Yeah still going strong mate. Altho it's in bits just now, I've started doing this at the wrong time of year... damn it lol.. Took me a while to decide on single or upgrade the twins, but went down the single route. Hopefully it'll be the right decision. Kinda forced into it with the actuator flappy door thingy making an escape for it. Few more things to buy then back on the road.


----------



## FarShark (Mar 16, 2009)

The car looks good.
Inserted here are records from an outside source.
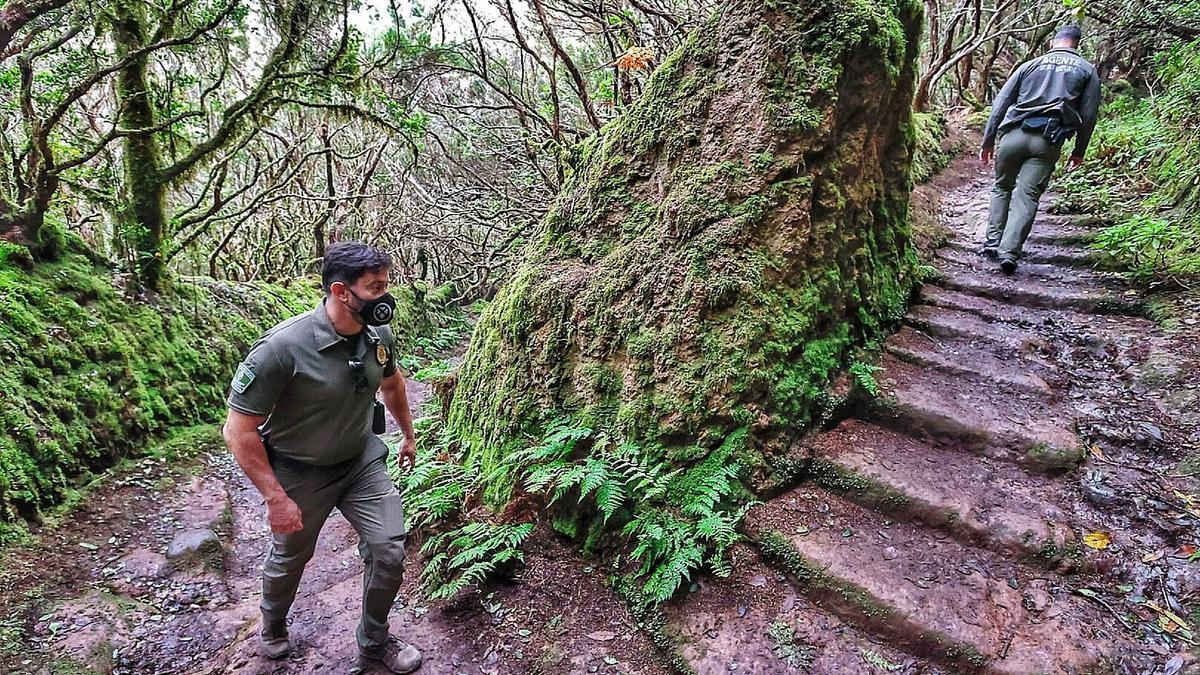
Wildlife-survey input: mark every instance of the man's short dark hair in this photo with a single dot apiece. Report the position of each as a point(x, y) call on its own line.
point(1069, 33)
point(348, 261)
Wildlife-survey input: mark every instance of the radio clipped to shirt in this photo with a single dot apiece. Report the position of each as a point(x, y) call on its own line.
point(378, 425)
point(1050, 127)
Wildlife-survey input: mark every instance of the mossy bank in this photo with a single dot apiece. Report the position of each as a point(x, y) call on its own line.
point(90, 375)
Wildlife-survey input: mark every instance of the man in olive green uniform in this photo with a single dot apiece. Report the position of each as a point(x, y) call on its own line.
point(1043, 103)
point(303, 425)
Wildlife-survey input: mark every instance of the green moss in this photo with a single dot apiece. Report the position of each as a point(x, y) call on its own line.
point(861, 607)
point(90, 376)
point(1050, 459)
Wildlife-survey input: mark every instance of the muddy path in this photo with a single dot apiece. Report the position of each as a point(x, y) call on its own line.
point(941, 529)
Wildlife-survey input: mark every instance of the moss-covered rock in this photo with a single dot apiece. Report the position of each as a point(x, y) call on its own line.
point(89, 374)
point(715, 252)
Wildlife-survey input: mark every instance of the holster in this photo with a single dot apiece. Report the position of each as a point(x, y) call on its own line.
point(378, 424)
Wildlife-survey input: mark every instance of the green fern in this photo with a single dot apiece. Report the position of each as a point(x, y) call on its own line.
point(466, 556)
point(864, 377)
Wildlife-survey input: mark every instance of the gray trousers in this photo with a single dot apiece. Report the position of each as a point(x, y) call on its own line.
point(1024, 163)
point(369, 500)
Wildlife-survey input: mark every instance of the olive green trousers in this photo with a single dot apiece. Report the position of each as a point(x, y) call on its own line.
point(1024, 163)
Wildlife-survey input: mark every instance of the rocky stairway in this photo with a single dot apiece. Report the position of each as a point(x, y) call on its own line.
point(940, 531)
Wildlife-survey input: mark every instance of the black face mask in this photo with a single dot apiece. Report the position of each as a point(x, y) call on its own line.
point(378, 311)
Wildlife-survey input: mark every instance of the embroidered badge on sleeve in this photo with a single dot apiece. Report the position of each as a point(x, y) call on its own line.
point(243, 378)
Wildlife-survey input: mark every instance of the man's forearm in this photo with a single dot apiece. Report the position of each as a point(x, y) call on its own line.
point(247, 448)
point(396, 399)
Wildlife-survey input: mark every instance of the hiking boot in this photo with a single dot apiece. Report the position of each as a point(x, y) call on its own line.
point(274, 641)
point(395, 655)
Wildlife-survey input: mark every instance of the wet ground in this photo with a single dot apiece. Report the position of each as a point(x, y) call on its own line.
point(1012, 502)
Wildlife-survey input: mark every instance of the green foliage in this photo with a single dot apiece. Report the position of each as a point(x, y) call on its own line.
point(1152, 248)
point(879, 661)
point(928, 156)
point(437, 488)
point(465, 556)
point(90, 375)
point(1144, 173)
point(789, 647)
point(676, 520)
point(864, 377)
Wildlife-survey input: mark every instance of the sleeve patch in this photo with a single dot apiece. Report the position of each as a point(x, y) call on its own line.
point(243, 378)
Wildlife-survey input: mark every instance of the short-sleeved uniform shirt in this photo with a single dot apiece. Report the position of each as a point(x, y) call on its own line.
point(300, 376)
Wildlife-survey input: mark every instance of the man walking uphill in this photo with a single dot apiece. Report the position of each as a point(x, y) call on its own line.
point(303, 423)
point(1047, 101)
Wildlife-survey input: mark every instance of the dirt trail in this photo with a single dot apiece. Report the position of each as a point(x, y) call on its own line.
point(939, 531)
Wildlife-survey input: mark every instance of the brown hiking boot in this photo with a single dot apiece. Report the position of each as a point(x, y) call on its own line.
point(273, 641)
point(395, 655)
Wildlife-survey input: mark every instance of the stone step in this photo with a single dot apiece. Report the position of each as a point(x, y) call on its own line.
point(1060, 231)
point(1027, 291)
point(949, 323)
point(976, 359)
point(756, 622)
point(1036, 432)
point(1072, 276)
point(1062, 321)
point(981, 502)
point(967, 608)
point(1039, 252)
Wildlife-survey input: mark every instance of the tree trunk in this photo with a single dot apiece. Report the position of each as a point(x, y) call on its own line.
point(147, 213)
point(719, 250)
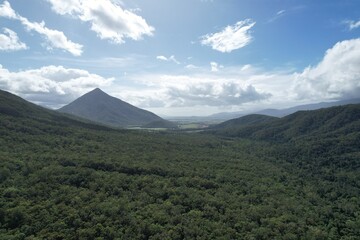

Did you have the standard Sumimoto brakes or the Brembos before you swapped to the R35 calipers?


----------



## DanRFC (Jul 24, 2012)

Standard Sumimoto, all be it with up rated discs and pads. to say there was an improvement is an understatement. 




FarShark said:


> The car looks good. Did you have the standard Sumimoto brakes or the Brembos before you swapped to the R35 calipers?


----------



## RussVVTi6Speed (May 29, 2012)

Lovely, great example


----------



## ekjim (Jun 11, 2005)

Lovely car mate!

Are you doing all the work on it yourself?


----------



## DanRFC (Jul 24, 2012)

Cheers, yep with help from a mate all done at home, 6boost manifold and turbo fitted this week. Seems like a never ending list but getting there slowly but surely 






ekjim said:


> Lovely car mate!
> 
> Are you doing all the work on it yourself?


----------